Non è un innocuo premio alla carriera concesso a un vecchio protagonista ormai sul viale del tramonto, questa candidatura di Silvio Berlusconi al Quirinale, prima e per il momento unica scelta del centrodestra improvvisamente compatto a una settimana dal voto. È al contrario una scelta politica con un significato preciso che rischia – nel caso in cui dovesse realizzarsi – di produrre effetti di lungo periodo sull’intero sistema repubblicano. Quasi trent’anni dopo la “discesa in campo” da Arcore a Roma la trasfigurazione del Cavaliere a Capo dello Stato rappresenta infatti la definitiva prevalenza dell’ideologia sulla storia, che può essere rovesciata, vilipesa o semplicemente ignorata per insediare al vertice del Paese un nuovo esperimento di potere, in lotta non con la sinistra ma con la realtà.

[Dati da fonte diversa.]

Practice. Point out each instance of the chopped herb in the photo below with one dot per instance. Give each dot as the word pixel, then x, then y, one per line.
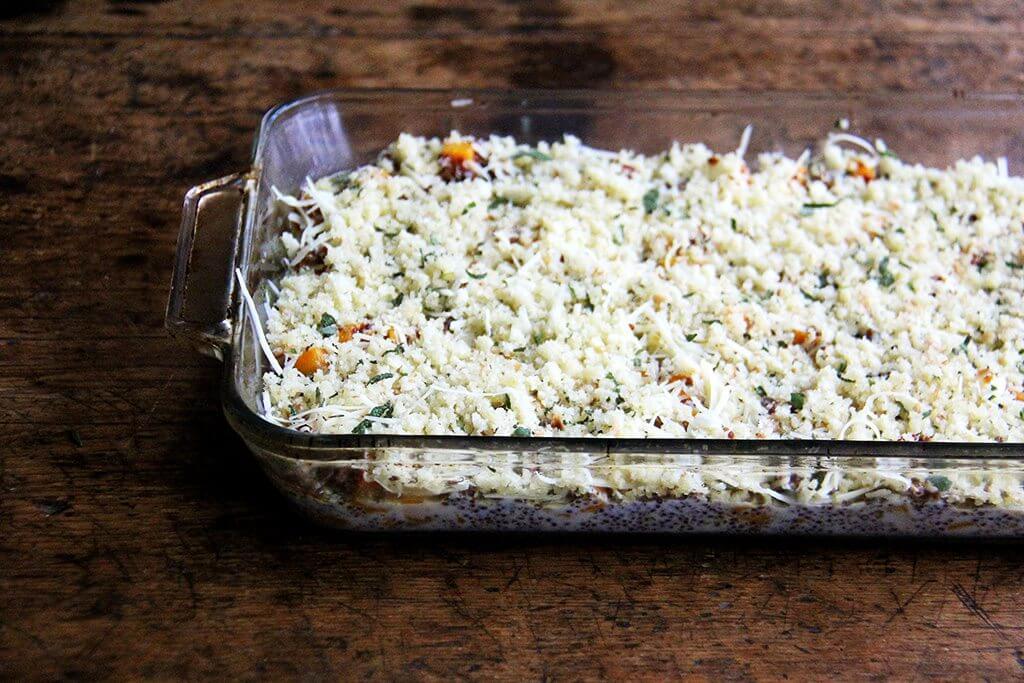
pixel 797 399
pixel 382 411
pixel 328 326
pixel 810 206
pixel 341 181
pixel 620 237
pixel 841 371
pixel 531 154
pixel 886 279
pixel 650 201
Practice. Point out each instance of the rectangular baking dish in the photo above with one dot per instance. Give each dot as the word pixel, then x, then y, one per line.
pixel 448 482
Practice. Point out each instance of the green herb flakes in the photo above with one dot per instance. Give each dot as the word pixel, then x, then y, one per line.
pixel 886 278
pixel 536 155
pixel 650 201
pixel 328 326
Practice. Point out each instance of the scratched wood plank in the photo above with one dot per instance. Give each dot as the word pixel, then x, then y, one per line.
pixel 138 540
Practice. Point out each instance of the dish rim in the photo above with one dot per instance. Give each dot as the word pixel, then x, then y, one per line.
pixel 317 446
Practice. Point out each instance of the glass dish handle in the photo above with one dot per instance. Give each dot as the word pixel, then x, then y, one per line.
pixel 203 285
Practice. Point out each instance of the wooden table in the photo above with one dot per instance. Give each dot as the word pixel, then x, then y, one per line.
pixel 137 538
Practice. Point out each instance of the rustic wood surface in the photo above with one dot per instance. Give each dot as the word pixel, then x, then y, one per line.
pixel 138 540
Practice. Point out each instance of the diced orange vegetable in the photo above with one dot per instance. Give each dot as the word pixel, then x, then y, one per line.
pixel 459 152
pixel 863 170
pixel 312 358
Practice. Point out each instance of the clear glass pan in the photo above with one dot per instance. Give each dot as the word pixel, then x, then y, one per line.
pixel 509 483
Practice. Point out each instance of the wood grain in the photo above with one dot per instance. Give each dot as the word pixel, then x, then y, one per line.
pixel 138 540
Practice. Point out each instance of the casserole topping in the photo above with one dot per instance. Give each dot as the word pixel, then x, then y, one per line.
pixel 486 287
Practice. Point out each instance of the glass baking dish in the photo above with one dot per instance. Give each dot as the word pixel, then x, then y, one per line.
pixel 514 483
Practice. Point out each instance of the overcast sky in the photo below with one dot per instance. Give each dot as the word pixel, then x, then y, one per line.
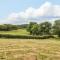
pixel 24 11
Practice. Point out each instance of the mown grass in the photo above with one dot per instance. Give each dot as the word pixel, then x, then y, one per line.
pixel 16 32
pixel 22 49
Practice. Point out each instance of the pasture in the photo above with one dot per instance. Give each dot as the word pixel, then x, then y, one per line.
pixel 16 32
pixel 30 49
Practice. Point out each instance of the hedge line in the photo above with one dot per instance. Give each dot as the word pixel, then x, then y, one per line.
pixel 25 36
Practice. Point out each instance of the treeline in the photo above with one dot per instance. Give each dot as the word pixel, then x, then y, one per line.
pixel 45 28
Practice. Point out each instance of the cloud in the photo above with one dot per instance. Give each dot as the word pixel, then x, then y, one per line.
pixel 46 11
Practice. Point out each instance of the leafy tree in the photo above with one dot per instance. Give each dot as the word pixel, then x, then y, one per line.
pixel 45 28
pixel 30 25
pixel 57 27
pixel 35 29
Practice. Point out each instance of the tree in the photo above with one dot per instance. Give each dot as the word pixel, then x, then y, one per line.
pixel 30 25
pixel 57 27
pixel 34 29
pixel 45 28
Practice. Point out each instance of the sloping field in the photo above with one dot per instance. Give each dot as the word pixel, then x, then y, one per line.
pixel 18 49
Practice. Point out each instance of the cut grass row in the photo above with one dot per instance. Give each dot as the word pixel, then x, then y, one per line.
pixel 20 49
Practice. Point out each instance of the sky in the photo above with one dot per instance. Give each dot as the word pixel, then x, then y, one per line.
pixel 24 11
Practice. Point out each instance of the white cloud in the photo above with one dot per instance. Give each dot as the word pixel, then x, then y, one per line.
pixel 45 11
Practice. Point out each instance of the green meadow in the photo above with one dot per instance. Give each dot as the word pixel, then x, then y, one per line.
pixel 22 49
pixel 16 32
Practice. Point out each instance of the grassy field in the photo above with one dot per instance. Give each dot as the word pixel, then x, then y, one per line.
pixel 18 49
pixel 16 32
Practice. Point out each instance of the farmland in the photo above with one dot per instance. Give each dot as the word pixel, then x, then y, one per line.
pixel 30 49
pixel 15 32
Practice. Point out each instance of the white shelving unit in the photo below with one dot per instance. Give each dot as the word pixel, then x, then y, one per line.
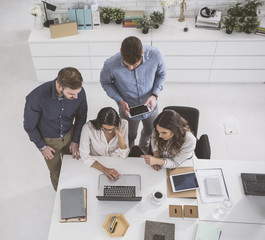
pixel 198 55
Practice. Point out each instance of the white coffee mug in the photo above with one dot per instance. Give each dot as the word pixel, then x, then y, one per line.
pixel 157 196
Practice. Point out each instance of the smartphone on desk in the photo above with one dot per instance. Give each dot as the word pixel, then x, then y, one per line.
pixel 138 110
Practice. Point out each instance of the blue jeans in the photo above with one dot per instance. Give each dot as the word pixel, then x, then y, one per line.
pixel 146 131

L’immagine del caimano che si trasforma in animale domestico per la grazia di Stato del Quirinale è infatti l’ultimo inganno, il packaging propagandistico che contrabbanda la presidenza come un pensionamento d’onore, senza più armi e munizioni, trasformando il guerriero che ha diviso l’Italia in un mansueto pater familias dell’intera nazione, custode dei Lari e dei Penati di una tradizione condivisa e della loro sacra protezione per tutti, anche i tradizionali avversari, molto spesso in questi anni trasformati in nemici. Certamente Berlusconi, che è prima di tutto un attore interprete di se stesso, saprebbe arricchire le contraddizioni del suo repertorio mimando anche il ruolo del super partes, quando gli conviene. Ma non è questo il punto, perché oggi ciò che conta è il significato della candidatura, il suo nucleo concettuale, dunque la sua portata e la sua ambizione. E tutto questo può essere riassunto in una formula: Berlusconi non viene scelto dal centrodestra e indicato per il Quirinale “nonostante” la sua anomalia, ma “per” questa anomalia intrinseca alla sua figura, dunque insuperabile perché connaturata al personaggio, anzi costitutiva del suo agire pubblico. Talmente intrinseca – un intreccio di conflitto d’interessi, strapotere economico, dismisura mediatica – che ha impedito la trasmissione del comando a un delfino o comunque l’individuazione di un successore, al punto da ipotizzare come unico radicale rimedio la soluzione dinastica, che consentirebbe di consegnare all’erede di famiglia il comando indiviso e l’anomalia, intatta.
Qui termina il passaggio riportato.